Speaking at the WASH session of the goal-setting virtual seminar Lakhsya, he urged the incoming governors to find new technical cadres and members for Rotary expert bodies for effective implementation of global grant projects. The five-year WASH goals were set in tune with the “national thought process evolved last year after discussions with government officials.” Rotary would strive to implement 10 per cent of government projects in watershed development, restoration of waterbodies, rainwater harvesting, household tap connections, toilet blocks, and programmes related to WASH in schools (WinS) and healthcare facilities (WinHCF).
Against the GoI’s target of one lakh check dams in 2021–26, Rotary will strive to complete 10,000 such facilities during this period at the rate of ₹3 lakh a check dam.
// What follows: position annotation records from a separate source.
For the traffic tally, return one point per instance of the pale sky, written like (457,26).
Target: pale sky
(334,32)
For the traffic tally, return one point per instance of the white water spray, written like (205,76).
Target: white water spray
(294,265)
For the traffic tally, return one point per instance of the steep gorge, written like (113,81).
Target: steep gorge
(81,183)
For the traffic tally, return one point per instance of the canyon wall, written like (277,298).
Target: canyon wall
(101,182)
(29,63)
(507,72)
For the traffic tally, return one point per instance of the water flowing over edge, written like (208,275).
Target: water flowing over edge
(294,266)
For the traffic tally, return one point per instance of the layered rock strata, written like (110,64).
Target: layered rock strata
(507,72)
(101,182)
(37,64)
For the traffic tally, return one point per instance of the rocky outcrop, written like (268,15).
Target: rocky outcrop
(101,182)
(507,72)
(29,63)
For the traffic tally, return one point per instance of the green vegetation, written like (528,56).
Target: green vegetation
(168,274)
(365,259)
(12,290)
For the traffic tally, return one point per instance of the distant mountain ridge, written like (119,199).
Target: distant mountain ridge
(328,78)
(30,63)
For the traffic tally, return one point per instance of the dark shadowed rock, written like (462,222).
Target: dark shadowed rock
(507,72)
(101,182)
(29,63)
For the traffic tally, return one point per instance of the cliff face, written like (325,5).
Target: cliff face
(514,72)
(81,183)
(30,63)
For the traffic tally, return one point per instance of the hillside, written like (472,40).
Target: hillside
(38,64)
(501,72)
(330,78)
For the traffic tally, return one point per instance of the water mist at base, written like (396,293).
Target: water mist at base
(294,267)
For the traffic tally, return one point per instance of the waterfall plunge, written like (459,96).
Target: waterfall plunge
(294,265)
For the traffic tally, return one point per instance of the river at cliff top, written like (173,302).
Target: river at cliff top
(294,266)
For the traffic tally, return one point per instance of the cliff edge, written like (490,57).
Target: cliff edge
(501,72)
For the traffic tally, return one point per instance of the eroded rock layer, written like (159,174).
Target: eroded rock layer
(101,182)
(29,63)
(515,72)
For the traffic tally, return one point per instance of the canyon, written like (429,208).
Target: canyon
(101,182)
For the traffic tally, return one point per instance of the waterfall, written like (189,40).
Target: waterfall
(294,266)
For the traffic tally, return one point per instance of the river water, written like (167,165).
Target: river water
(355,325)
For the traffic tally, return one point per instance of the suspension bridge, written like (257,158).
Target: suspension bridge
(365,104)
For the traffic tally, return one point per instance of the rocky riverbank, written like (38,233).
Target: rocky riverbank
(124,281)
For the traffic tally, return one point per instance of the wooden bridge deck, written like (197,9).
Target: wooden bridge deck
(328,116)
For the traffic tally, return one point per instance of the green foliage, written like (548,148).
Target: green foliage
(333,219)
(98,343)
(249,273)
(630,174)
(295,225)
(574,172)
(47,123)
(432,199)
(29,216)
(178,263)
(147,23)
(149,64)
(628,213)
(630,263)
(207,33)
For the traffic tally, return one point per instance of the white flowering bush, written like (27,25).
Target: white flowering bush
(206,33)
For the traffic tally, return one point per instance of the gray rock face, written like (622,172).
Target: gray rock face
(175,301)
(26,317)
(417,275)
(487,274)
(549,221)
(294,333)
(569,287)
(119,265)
Each district has a target of 25 check dams with an overall target of 1,000 such dams in 2021–22. Likewise, Rotary is aiming to implement 7,500 WinS and WinHCF projects out of 55,000 over the next five years; household tap connections to 160 villages (1,000 villages); 20,000 household toilets (1.2 lakh units), 5,000 RWH projects (50,000); and transform 750 waterbodies (lakes, ponds and stepwells) out of 10,00 such restoration work over a five-year period.
Water tap connections
Every home in India will have water on tap by 2024 under the flagship Har Ghar Nal Se Jal programme of the GoI’s Jal Jeevan Mission (JJM). Only 3.27 crore out of 17.87 crore houses had tap connections in 2019, that is 18.5 per cent, which has been raised to 37 per cent (seven crore) in the last one year, said PDG Ramesh Aggarwal, chairman, Rotary India Sanitation Mission. Rotary will also take up retrofitting of piped water supply, grey water management (recycling) and capacity building under the JJM initiatives.
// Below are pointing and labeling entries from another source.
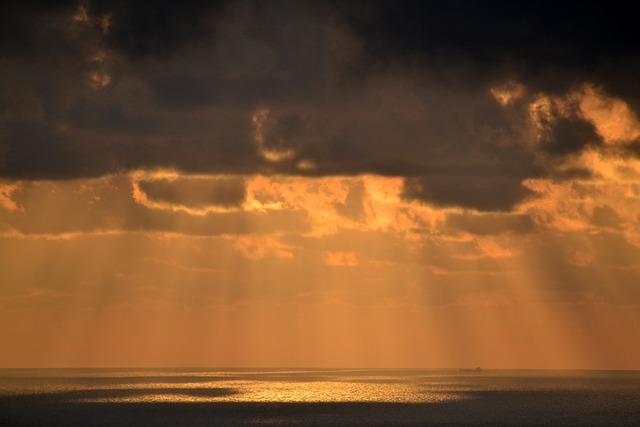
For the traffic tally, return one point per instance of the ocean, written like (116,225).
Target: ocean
(317,397)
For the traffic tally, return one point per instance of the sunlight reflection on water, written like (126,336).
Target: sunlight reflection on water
(285,392)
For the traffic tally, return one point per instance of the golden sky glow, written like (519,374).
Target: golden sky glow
(320,271)
(276,186)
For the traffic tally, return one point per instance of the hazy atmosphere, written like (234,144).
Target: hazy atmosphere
(319,184)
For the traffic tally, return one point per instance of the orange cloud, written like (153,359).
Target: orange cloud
(340,259)
(5,196)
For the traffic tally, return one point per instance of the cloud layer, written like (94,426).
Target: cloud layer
(312,88)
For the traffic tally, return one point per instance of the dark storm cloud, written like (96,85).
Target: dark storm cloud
(392,88)
(546,42)
(149,28)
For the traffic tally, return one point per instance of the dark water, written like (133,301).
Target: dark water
(228,397)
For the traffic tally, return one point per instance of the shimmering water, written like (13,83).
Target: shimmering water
(220,397)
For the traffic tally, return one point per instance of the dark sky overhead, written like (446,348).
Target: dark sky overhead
(401,172)
(392,88)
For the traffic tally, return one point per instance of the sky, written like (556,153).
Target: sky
(424,184)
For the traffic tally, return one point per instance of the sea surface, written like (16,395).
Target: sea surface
(317,397)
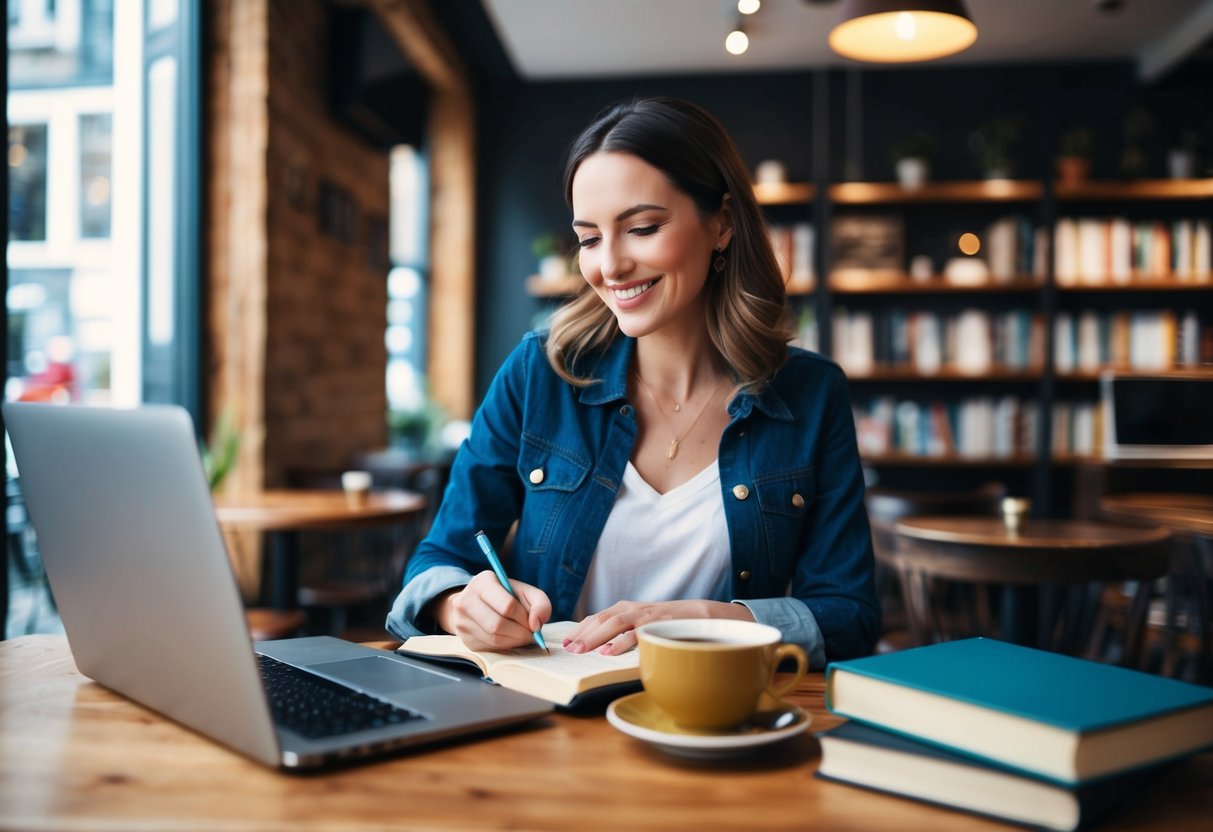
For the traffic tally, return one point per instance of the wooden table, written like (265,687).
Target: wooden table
(288,512)
(1043,552)
(74,756)
(1190,517)
(1186,513)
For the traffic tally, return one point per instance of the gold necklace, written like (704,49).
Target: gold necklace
(677,440)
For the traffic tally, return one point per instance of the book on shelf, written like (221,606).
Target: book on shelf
(565,678)
(871,758)
(793,250)
(864,245)
(1115,250)
(972,427)
(969,342)
(1044,714)
(1145,340)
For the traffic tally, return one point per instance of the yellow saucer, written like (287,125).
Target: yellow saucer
(638,717)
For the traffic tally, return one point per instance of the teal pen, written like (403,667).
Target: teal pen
(500,571)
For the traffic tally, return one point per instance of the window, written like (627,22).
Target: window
(27,182)
(406,285)
(96,149)
(102,154)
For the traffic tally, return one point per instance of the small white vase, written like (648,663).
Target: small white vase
(912,172)
(1182,164)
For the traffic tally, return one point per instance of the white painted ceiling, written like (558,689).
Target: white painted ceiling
(569,39)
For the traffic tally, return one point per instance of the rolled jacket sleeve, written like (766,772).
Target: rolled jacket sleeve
(795,620)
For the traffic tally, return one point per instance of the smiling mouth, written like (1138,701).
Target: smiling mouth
(635,291)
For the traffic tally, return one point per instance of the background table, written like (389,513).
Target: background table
(1190,517)
(74,756)
(1044,552)
(286,512)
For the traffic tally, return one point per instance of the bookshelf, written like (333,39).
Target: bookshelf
(1025,412)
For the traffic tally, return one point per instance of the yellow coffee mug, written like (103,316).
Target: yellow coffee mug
(708,673)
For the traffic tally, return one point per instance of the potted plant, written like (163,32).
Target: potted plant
(911,159)
(991,144)
(1182,158)
(221,451)
(552,256)
(1074,155)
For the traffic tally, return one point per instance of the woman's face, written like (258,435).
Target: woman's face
(644,246)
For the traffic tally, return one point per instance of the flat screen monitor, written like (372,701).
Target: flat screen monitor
(1166,417)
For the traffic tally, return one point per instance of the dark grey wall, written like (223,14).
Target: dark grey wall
(524,130)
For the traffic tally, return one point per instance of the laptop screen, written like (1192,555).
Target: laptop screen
(1171,416)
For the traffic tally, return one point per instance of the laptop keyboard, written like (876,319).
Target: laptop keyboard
(315,707)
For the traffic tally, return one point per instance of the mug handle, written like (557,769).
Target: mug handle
(779,654)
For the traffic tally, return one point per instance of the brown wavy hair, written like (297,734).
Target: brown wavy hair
(747,311)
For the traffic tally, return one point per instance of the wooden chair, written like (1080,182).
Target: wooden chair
(360,571)
(886,507)
(1066,564)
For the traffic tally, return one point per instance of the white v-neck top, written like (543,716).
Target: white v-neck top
(661,546)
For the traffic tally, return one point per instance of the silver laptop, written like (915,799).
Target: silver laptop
(152,609)
(1157,416)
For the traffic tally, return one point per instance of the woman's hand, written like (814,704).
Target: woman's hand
(613,631)
(488,617)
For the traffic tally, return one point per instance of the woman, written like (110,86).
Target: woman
(662,450)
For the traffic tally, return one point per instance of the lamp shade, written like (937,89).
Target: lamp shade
(901,30)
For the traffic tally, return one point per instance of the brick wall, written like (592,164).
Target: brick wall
(297,210)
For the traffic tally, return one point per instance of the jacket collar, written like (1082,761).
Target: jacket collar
(614,364)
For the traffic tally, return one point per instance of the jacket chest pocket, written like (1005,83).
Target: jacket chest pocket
(550,478)
(784,500)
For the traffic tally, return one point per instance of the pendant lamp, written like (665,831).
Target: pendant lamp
(901,30)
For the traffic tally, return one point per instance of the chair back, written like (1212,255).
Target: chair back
(887,506)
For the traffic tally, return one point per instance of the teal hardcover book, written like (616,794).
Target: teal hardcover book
(1046,714)
(870,758)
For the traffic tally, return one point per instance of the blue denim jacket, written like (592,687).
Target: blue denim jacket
(552,456)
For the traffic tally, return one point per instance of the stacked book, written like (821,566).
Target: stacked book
(1007,731)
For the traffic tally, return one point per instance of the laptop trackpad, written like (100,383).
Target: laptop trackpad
(381,674)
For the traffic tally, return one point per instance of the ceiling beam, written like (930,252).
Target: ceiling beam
(1160,57)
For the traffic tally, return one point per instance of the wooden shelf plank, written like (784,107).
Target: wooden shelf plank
(949,375)
(1203,371)
(1137,189)
(1145,284)
(949,460)
(888,193)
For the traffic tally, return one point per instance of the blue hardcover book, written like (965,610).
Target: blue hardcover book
(867,757)
(1046,714)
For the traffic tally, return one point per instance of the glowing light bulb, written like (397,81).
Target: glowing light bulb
(905,27)
(736,43)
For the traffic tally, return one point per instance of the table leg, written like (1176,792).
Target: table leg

WinS projects being implemented in 14.7 lakh schools, 70 per cent of them government schools, had seven components — gender segregated toilets, drinking water, hand wash stations, MHM, maintenance, behaviour change and capacity building.
Besides improving the school enrolment ratio, WinS projects made children the agents of age with tangible outcome in living standards in the villages, said Aggarwal. In the last six years, one lakh toilets were built by Rotary clubs in India, he said, as this sanitation facility is being extended to all houses as part of ODF-plus strategy launched by GoI.
Restoration of watersheds (check dams) to increase their capacity to absorb rainwater; renovating lakes, ponds and tanks to raise their storage levels; and meet the irrigation needs of the community, besides making them a source of drinking water, are the overall aim of Rotary India Water Mission, said PDG Ranjan Dhingra, president, Rotary India Water Conservation Trust. “There are 7,000 waterbodies across India that can be restored through a gradual process. During 2005–19, we have rejuvenated 300 waterbodies in over 500 villages benefitting over 10 lakh people,” he said. RIDE Dr Mahesh Kotbagi moderated the session and PRID P T Prabhakar summed up the proceedings.